Analytical methods tend to lose the concrete story and its emotional impact to abstract categorisations, which may claim explanatory value but often remain descriptive. Stemming from discomfort with more integrative methods derived from the humanities, a science-orientated medical education may privilege analytical methods over approaches of synthesis. Medical education can redress this imbalance through attention to ‘thinking with stories’ to gain empathy for a patient's experience of illness. Such an approach can complement understanding of story as discourse − how narratives may be used rhetorically to manage both social interactions and identity.
Quality indicators:
Use of means of narrative medicine
In making sense of narrative inquiry, this article has critically addressed the apparent split between approaches of analysis and synthesis, reframing this as a productive tension and calling for greater parity between the two approaches. A typology of approaches to narrative research is offered, acknowledging that such a framework helps to make sense of a complex field of inquiry. A further tension is addressed − between approaches that emphasise the structure of a story (content) and those emphasising the meaning of a story (discourse). This can be illustrated by two examples. Ginsburg et al.41 describe medical students resolving professional conflicts. As they report professional lapses, students ‘re-story’ the lapse through certain reasoning strategies, one of which is ‘narrative attitude’. Some students characteristically deflect responsibility through re-storying critical incidents, where others reflect. Good describes how, through learning the genre of case presentations, medical students come to transform patients' idiosyncratic stories into medicalised accounts, where phenomenological description is translated into specific pathophysiological analysis. While this process encourages necessary focus upon scientific consideration of diagnosis and treatment, and also serves to protect the doctor from unnecessary intimacy, it results in a practice where ‘persons are formulated as… medical problems’.
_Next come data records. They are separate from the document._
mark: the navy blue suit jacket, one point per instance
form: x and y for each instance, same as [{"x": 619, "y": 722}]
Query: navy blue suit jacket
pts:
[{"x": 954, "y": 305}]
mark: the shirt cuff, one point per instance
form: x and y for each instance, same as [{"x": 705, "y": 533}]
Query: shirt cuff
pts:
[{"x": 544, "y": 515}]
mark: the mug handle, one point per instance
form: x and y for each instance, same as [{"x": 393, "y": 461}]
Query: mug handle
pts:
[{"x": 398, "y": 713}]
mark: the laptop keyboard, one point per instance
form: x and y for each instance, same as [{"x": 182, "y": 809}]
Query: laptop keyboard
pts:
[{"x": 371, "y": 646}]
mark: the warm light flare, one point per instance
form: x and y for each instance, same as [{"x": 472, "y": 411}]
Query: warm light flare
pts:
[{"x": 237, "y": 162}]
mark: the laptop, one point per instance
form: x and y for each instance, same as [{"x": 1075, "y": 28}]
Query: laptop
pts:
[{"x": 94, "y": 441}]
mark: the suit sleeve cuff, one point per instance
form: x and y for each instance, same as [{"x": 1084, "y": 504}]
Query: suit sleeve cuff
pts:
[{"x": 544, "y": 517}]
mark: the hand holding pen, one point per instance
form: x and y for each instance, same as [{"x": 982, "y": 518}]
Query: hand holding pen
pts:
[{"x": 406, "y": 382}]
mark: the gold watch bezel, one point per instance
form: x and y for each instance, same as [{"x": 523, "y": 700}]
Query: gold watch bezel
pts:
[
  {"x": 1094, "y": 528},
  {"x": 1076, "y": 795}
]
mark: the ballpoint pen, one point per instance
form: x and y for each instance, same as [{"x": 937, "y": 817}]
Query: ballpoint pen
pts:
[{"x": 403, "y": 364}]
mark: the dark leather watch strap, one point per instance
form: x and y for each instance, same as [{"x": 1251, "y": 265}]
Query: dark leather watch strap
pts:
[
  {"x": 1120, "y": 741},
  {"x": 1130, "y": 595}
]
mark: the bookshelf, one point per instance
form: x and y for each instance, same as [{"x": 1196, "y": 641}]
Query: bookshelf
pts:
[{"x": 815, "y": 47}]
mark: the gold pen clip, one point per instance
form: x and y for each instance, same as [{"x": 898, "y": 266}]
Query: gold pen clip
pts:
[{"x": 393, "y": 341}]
In the first example, the challenge to medical educators is how to promote reflective, rather than deflective, strategies of telling. In the second example, where doctors, in the role of medical educators, traditionally socialise students and juniors into the structure and content of the standard case presentation, to what extent are they aware of such case presentation as discourse and rhetorical practice that, in transforming the patient's story, may compromise empathy? Further, will medical educators tend to privilege convergent and analytical approaches to story over divergent approaches of synthesis that may educate sensitive listening through story as a medium, again leading to empathy? Rather than being seen as an accidental by-product of practice, narratives can offer a potent medium for structured clinical learning. A further challenge for medical education is to evaluate such a claim.